First, we analyzed the association between original postural instability and the presence of an optimal intensity of nGVS. As we found that there is evidence for non-normality of eyes-closed foam ratio of area or RMS, we conducted non-parametric statistical methods. The baseline values of postural stability (velocity, area, and RMS of COP) in the group with an optimal intensity were significantly larger than those in the group without an optimal intensity [P = 0.035 (velocity, Fig. 1a), P = 0.004 (area, Fig. 1c), P = 0.003 (RMS, Fig. 1e), Mann-Whitney U test]. We also analyzed the eyes-closed foam ratio of the COP parameters, which is the ratio of the values in the eyes-closed/foam rubber condition to those in the condition with the eyes-open standing on a firm platform. The smaller this ratio is, the larger the vestibular dependence of postural stability is20. The eyes-closed foam ratio of the COP parameters in the group with an optimal intensity was also significantly larger than that in the group without an optimal intensity [P = 0.018 (velocity, Fig. 1b), P = 0.030 (area, Fig. 1d), P = 0.037 (RMS, Fig. 1f), Mann-Whitney U test].

Figure 1
figure 1

Box-and-whisker plots of original postural instability in a group with optimal intensities (n = 49) and a group without optimal intensities (n = 9). (a) Baseline value of the velocity. (b) Eyes-closed foam ratio of the velocity. (c) Baseline value of the area. (d) Eyes-closed foam ratio of the area. (e) Baseline value of the RMS. (f) Eyes-closed foam ratio of the RMS by the measurement times with or without optimal intensity.

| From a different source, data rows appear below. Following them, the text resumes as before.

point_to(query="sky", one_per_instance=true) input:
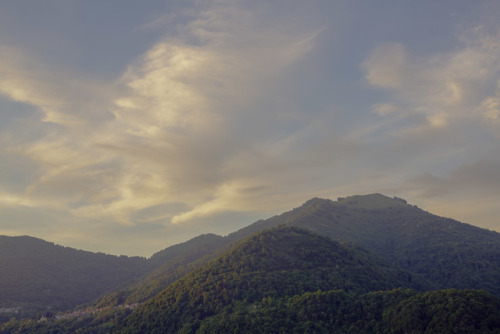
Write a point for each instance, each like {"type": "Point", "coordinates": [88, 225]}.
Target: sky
{"type": "Point", "coordinates": [127, 126]}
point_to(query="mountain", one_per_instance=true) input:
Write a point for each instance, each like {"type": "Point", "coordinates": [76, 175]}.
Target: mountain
{"type": "Point", "coordinates": [449, 253]}
{"type": "Point", "coordinates": [169, 265]}
{"type": "Point", "coordinates": [290, 280]}
{"type": "Point", "coordinates": [396, 311]}
{"type": "Point", "coordinates": [275, 263]}
{"type": "Point", "coordinates": [446, 252]}
{"type": "Point", "coordinates": [40, 276]}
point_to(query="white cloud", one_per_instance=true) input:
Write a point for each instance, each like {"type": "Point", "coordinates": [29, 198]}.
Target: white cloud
{"type": "Point", "coordinates": [174, 135]}
{"type": "Point", "coordinates": [445, 87]}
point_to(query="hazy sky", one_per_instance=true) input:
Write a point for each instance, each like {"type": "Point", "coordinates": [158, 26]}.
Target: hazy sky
{"type": "Point", "coordinates": [127, 126]}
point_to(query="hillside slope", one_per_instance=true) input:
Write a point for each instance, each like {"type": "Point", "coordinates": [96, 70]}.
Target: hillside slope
{"type": "Point", "coordinates": [272, 264]}
{"type": "Point", "coordinates": [449, 253]}
{"type": "Point", "coordinates": [41, 276]}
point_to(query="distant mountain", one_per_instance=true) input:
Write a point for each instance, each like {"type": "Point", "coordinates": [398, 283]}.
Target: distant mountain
{"type": "Point", "coordinates": [449, 253]}
{"type": "Point", "coordinates": [400, 244]}
{"type": "Point", "coordinates": [446, 252]}
{"type": "Point", "coordinates": [169, 265]}
{"type": "Point", "coordinates": [287, 279]}
{"type": "Point", "coordinates": [41, 276]}
{"type": "Point", "coordinates": [275, 263]}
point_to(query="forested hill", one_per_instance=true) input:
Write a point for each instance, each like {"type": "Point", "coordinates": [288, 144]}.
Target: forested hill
{"type": "Point", "coordinates": [449, 253]}
{"type": "Point", "coordinates": [41, 276]}
{"type": "Point", "coordinates": [275, 263]}
{"type": "Point", "coordinates": [290, 280]}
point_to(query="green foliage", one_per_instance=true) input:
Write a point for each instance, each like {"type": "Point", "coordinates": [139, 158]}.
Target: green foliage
{"type": "Point", "coordinates": [38, 275]}
{"type": "Point", "coordinates": [272, 264]}
{"type": "Point", "coordinates": [397, 311]}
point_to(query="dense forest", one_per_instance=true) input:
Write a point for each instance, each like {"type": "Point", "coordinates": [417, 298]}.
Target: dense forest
{"type": "Point", "coordinates": [40, 276]}
{"type": "Point", "coordinates": [361, 264]}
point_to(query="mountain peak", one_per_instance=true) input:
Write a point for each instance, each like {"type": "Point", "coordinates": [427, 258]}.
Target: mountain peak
{"type": "Point", "coordinates": [371, 201]}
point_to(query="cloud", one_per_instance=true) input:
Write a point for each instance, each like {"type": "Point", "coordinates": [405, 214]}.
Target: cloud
{"type": "Point", "coordinates": [445, 88]}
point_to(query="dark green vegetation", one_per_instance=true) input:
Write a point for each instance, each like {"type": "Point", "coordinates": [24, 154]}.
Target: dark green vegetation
{"type": "Point", "coordinates": [272, 264]}
{"type": "Point", "coordinates": [362, 264]}
{"type": "Point", "coordinates": [41, 276]}
{"type": "Point", "coordinates": [448, 253]}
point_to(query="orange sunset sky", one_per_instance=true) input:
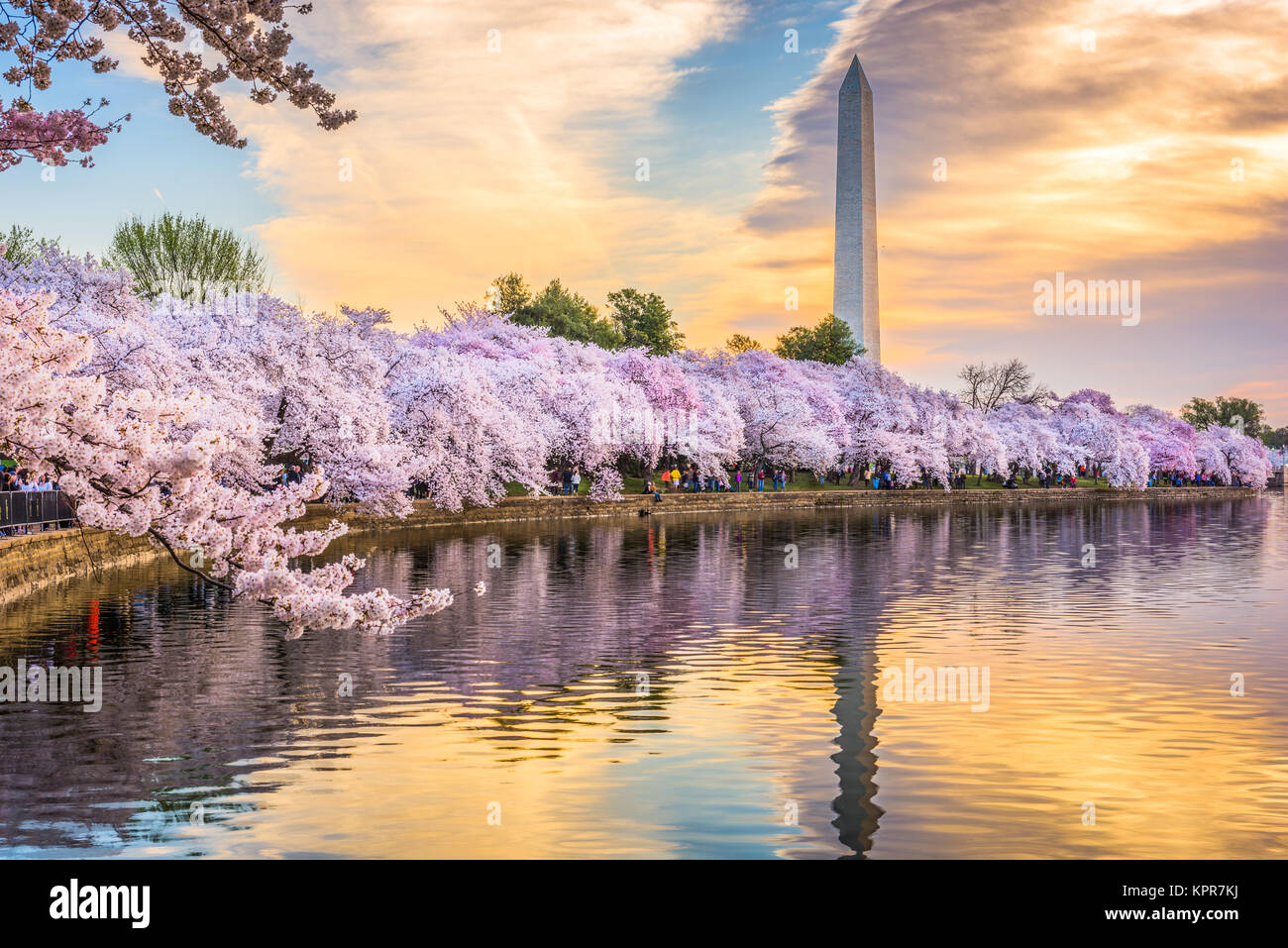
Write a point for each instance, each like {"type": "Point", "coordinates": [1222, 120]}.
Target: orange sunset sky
{"type": "Point", "coordinates": [1107, 140]}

Ameliorating effect during long-term nGVS

Next, we analyzed the association between original postural stability and the effect of nGVS during the 3-h stimulation in 20 subjects who had an optimal intensity before both sessions. We defined the improvement rate (IR) (%) as 100 (1 – normalised ratio), where the normalised ratio is the ratio of the value at the measurement period to that at baseline. There were moderate, but significant correlations between the baseline values of postural stability and their improvement during long-term nGVS [r = 0.528 (velocity, Fig. 2a), r = 0.525 (area, Fig. 2c), r = 0.540 (RMS, Fig. 2e), Pearson’s correlation coefficient]. Similarly, there were moderate correlations between the eyes-closed foam ratio of the COP parameters and their improvement during long-term nGVS [r = 0.637 (velocity, Fig. 2b), r = 0.552 (area, Fig. 2d), r = 0.574 (RMS, Fig. 2f), Pearson’s correlation coefficient]. Mixed-effects model analyses demonstrated that the larger the baseline values of postural stability were, the greater the improvement of postural stability was as a result of long-term nGVS [P = 0.011 (velocity), P = 0.007 (area), P = 0.007 (RMS), Table 1]. The analyses also showed that the larger the eyes-closed foam ratio of the postural parameters were, the greater the postural improvement was [P = 0.001 (velocity), P = 0.004 (area), P = 0.003 (RMS), Table 1]. We conducted the mixed-effects model analysis by adding heights and weights in the fixed factors, and found that their p-values were larger than 0.1. For example, F-values for height and weight were 0.06 (P = 0.815) and 0.21 (P = 0.650), respectively. Therefore, we considered that the subject’s height and weight scarcely affect the effect of nGVS, or these factors indirectly affect the effect of nGVS through baseline posturographic data.

Figure 2
figure 2

Relationship between original postural instability and the effect of nGVS on postural stability during the 3-h stimulation (n = 40). (a) Baseline value of the velocity. (b) Eyes-closed foam ratio of the velocity. (c) Baseline value of the area. (d) Eyes-closed foam ratio of the area. (e) Baseline value of the RMS. (f) Eyes-closed foam ratio of the RMS. IR, improvement rate; r denotes Pearson’s correlation coefficient and associated p-values are shown.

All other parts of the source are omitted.